The Best Character In 'Someone Great' Is Weed

The new Netflix comedy has a refreshing take on women and bud

by Sesali Bowen

There are plenty of reasons to love Someone Great, Netflix's latest breakup comedy, but if I had to sum it up in a single word, it would definitely be: marijuana. Sure, Someone Great is relatable and funny (with a great RuPaul cameo and particularly excellent performances by DeWanda Wise and LaKeith Stanfield), but it's made even more relatable and way funnier because its main characters—three 20-something women with jobs—are enthusiastic potheads.

Jenny (Gina Rodriguez) is a music writer who has landed her dream job at Rolling Stone and is moving from New York City to San Francisco. (You read that correctly: She's leaving New York to go to San Francisco, not L.A., to cover the music industry. It doesn't make sense to me, either, but let's just roll with it.) She's just been broken up with by Nate (Stanfield), her boyfriend of nine years, who doesn't want to do a long-distance relationship. Jenny's heartbroken, but she and her two homegirls, Erin (Wise) and Blair (Brittany Snow), are adamant about having one last turn-up at a huge party called the Neon Classic.

So off they go through the streets of New York, trying to find last-minute tickets to a sold-out party, and running into all kinds of people from their past on the way. It's the story of a long romance and even longer friendships that are all experienced in a haze of weed smoke (or vape). We see them get high and have sex, get high and send emails, get high and sell apartments, get high and hang out with RuPaul. These are women who can do it all—while high. See? Relatable.
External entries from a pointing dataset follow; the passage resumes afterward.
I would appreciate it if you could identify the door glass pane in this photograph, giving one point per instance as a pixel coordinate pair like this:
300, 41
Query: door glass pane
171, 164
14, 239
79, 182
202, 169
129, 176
There was a time when a movie like Someone Great would have been marketed as a niche stoner flick where Jenny, Erin, and Blair are lazy and stupid, and bud was the gateway to their downfall. But that's just not realistic, even if it's rarely portrayed on-screen that way. A rare exception to this was Broad City, which was particularly good at this kind of representation—who can forget the first time Abbi put weed up her pussy to hide it from transit cops? But, still, it often descended into satire. In the real world, weed is just a part of life. Buying it is part of people's weekly errands. It's a great unifier that brings people of different backgrounds together. People use it to treat physical and mental health conditions, to zen out, and/or turn up. This is true for people across the gender spectrum—it's still far more common to see guys as goofy stoners than girls.

But as weed continues its path of rapid decriminalization, it's bound to have more accurate representation in pop culture, where it can be as normalized as it is in real life. So while Someone Great is sometimes bogged down by the tropes of all too many past romance comedies, the truly innovative thing is that it's leading us into the future when it comes to how it depicts women and drugs.

Someone Great is available on Netflix now.